Insomma, il tentativo di Giuseppi è chiaro: far finta di volere aiutare il governo nella ristrutturazione del Pnrr ma, al tempo stesso, imputargli tutte le responsabilità e i ritardi del caso. La proposta di Conte è stata comunque accolta e apprezzata dal centrodestra, che ha dimostrato in questo frangente tutta la propria superiorità istituzionale davanti all'ipocrisia del gesto. Tuttavia l'intenzione della maggioranza è quella di non prestare il fianco a polemiche e "scaricabarile". Lo ha chiarito in maniera netta il nuovo capogruppo alla Camera di Forza Italia, Paolo Barelli, il quale ha sottolineato che non c'è alcuna difficoltà "ad accogliere la proposta di Conte per un tavolo sul Pnrr che ci veda tutti assieme", avvertendo però che "deve essere un tavolo informativo e partecipativo, che tenga conto della realtà e soprattutto non strumentale a creare polemiche".

Anche perché Conte ha voluto anche dettare "due precondizioni a Giorgia Meloni": "La prima è una grande operazione di trasparenza, assolutamente necessaria a individuare cosa non sta funzionando e dove occorre intervenire. La seconda è l’ascolto delle proposte del M5S e delle altre forze politiche, anche di opposizione, che vorranno offrire il proprio contributo". A parte il fatto che l'operazione trasparenza, in realtà, è già in atto: il governo l'ha avviata immediatamente e rilanciata con estrema forza nel momento stesso in cui con l'Unione Europea ha concordato un ulteriore mese di verifica sulla terza tranche di fondi. Ma quello che rimane politicamente inaccettabile è lo sgambetto mediatico del presidente dei 5 Stelle di fare passare non solo l'attuale esecutivo come responsabile delle difficoltà, ma anche se stesso come salvatore della patria. "Vedrete, di questo passo mi accuseranno di aver portato troppi soldi in Italia per nascondere l'imbarazzo di non riuscire a spenderli…", ha replicato ironicamente ai cronisti.
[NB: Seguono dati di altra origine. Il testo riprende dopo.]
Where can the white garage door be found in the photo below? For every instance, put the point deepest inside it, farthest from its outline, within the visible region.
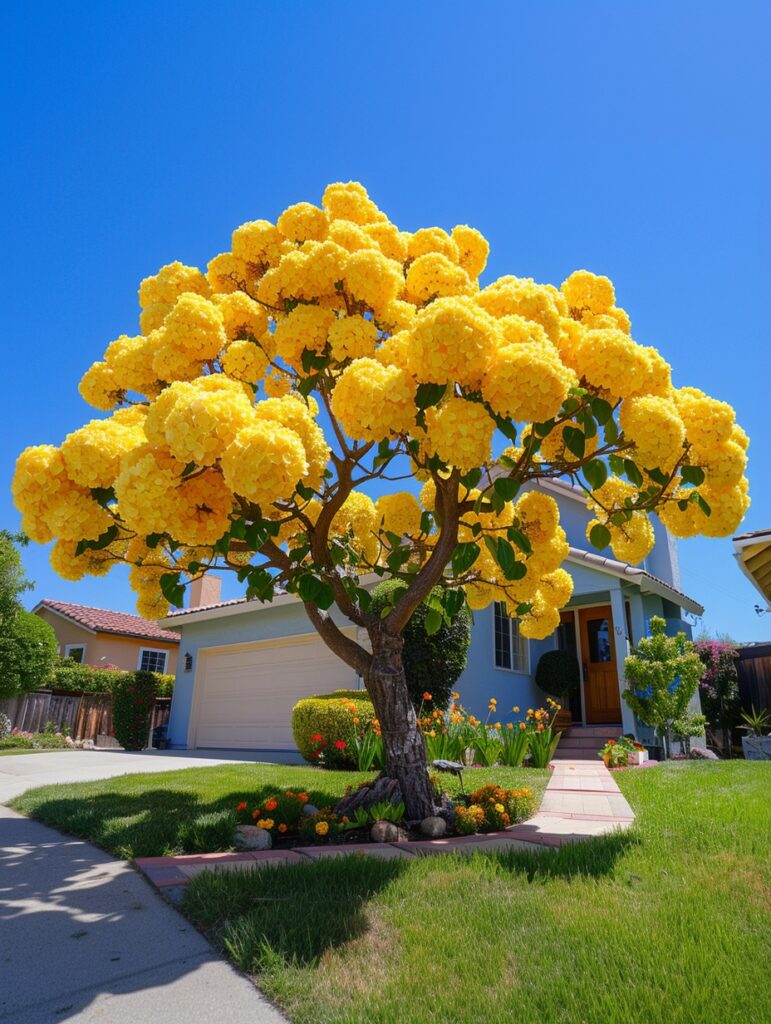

Bonomi fulmine il leader dei 5 Stelle

Ma qua c'è ben poco da scherzare su questo tema, perché Conte ha la memoria corta su quello che è capitato tre anni fa riguardo al Piano Nazionale di Rinascita e Resilienza. A ricordargli cos'è successo esattamente e com'erano andate andate le cose durante gli Stati generali ci ha pensato direttamente Carlo Bonomi, che proprio recentemente ha spiegato la vicenda. "Ricordo com'è nato il Pnrr: a Villa Pamphili nel giugno del 2020 - afferma il presidente di Confindustria -. Lì ebbi un confronto con Conte perché noi immaginavamo un Piano che si concentrasse a rafforzare il potenziale di crescita del Paese. Ci siamo invece ritrovati di fronte a una serie di interventi a pioggia". Quindi, Bonomi punta l'indice direttamente contro Conte. "Poi è arrivato il governo di Mario Draghi, certo.

Ma ebbe quaranta giorni per rifare il piano, non ci fu il tempo di cambiare molto". Un'altra gaffe quindi per Conte, alla ricerca disperata di una visibilità per non perdere consensi a favore del Pd.